Joe Biden Wins The U.S. Presidential Election, Kamala Harris Becomes First Woman Vice PresidentBy Rita Pike
Nov. 7 2020, Published 6:45 a.m. ET
After much chaos, misinformation from social media sources, and protests against counting all votes for this world-changing election, the results are finally in: Joseph R. Biden, Jr. won the 2020 United States Presidential Election against former president Donald J. Trump.
With him, Kamala Harris, becomes the new Vice President of the United States, making her the first woman, and the first woman of color to serve as the Vice President of the United States.
A Historic Election On Many Fronts
The results have come following three days of carefully making sure each vote was counted. According to the Associated Press it was Pennsylvania, Joe Biden’s home state, that put him over the top to receive a total of 284 electoral votes. In order to become the President, a candidate must receive at least 270 votes from the electoral college. This election has brought about many historic moments and numbers.
This election is about so much more than @JoeBiden or me. It’s about the soul of America and our willingness to fight for it. We have a lot of work ahead of us. Let’s get started.pic.twitter.com/Bb9JZpggLN
— Kamala Harris (@KamalaHarris) November 7, 2020
1. Voter Turnout Is Higher Than It Has Been In Over a Century
This election’s voter turnout has broken a 120-year record for the most eligible voters to vote for president, with over 140,000 million votes (more than 1/3 the population of the United States).
As part of that turnout, we’ve seen the most ballots ever counted for a presidential election in the United States and a new record for casting the most early votes in history, with over 101 million pre-election ballots cast prior to election day.
This massive turnout has also resulted in President Biden garnering more votes than Obama did in 2008 with 74 million votes cast for Biden, setting the new record for the most votes of all time for a presidential candidate.
2. Many New Firsts For Women, POC, And The LGBTQIA+ Community
This year, many wins for the state legislature, United States Congress, and senators have given us a number of firsts.
- Sarah McBride became the first openly transgender state senator.
- Ritchie Torres and Mondaire Jones became the first openly gay Black men elected to Congress.
- Vermont elected Taylor Small as the first openly transgender state legislator.
- Stephanie Byers became Kansas’ first openly transgender elected official.
- Cori Bush became the first Black woman from Missouri to be elected to Congress.
- Michele Rayner-Goolsby became the first Black, openly queer woman elected to Florida’s legislature.
- Iman Jodeh became the first Muslim lawmaker in Colorado’s history, being elected to the state’s House of Representatives.
- Kim Jackson became Georgia’s first openly LGBTQ state senator.

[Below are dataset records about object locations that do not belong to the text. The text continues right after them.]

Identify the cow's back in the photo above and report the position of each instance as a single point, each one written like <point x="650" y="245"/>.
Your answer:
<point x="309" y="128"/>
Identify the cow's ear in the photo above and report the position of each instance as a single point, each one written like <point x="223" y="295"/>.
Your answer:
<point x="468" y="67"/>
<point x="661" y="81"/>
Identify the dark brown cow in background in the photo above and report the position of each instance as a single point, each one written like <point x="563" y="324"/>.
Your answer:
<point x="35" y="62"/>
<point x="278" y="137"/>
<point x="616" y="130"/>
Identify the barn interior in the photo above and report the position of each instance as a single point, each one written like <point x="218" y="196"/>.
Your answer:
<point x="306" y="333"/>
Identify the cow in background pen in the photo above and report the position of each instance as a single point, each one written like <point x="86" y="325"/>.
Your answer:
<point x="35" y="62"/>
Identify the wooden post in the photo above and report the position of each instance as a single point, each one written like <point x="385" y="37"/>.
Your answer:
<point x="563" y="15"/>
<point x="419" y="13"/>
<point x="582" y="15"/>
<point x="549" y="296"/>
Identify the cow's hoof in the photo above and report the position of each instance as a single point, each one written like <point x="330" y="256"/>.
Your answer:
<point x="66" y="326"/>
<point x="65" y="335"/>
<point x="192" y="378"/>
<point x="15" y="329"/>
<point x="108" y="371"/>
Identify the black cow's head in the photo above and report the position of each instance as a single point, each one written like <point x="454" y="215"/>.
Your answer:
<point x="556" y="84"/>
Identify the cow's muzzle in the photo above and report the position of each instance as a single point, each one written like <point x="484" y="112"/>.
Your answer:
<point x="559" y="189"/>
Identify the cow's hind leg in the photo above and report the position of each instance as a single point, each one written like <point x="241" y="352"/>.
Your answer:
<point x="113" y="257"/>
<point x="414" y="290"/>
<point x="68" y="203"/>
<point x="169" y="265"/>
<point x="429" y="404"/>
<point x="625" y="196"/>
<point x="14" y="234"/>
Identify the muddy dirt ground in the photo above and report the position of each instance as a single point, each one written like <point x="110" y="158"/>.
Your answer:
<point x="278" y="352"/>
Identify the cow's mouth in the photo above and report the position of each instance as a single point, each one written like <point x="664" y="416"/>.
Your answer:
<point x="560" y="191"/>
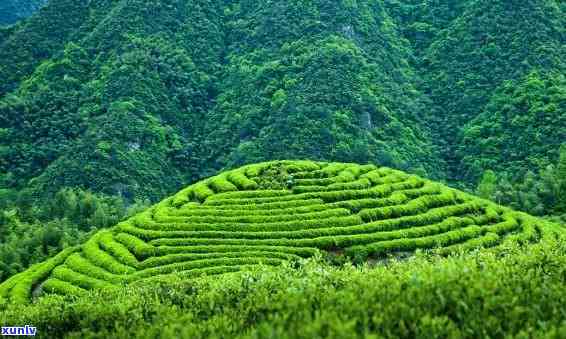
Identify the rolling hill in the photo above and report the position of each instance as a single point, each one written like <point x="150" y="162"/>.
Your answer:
<point x="276" y="212"/>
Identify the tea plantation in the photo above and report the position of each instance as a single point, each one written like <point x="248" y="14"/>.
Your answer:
<point x="279" y="212"/>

- Jabari Brisport won the election for State Senate, becoming the first Black openly gay member of the legislature.
- Wyoming elected its first female senator, Cynthia Lummis.
3. Age Records Have Been Set
While not as significant as many of the other records set this year, there have been two age-related victories.
First, President Biden is now the oldest person to win the office, at 77-years-old. Secondly, 25-year-old Madison Cawthorn became the youngest person elected to Congress.
4. New Laws Reverse Notoriously Racist Policies
Finally, at the state level, Oregon became a forerunner in the illegal drug possession decriminalization. The state voted to decriminalize possession of small quantities of drugs that are otherwise illegal. Heroin, cocaine, and methamphetamine possession in any amount previously have resulted in prison or jail time, but not minor possession offenses in the state will no longer put people behind bars.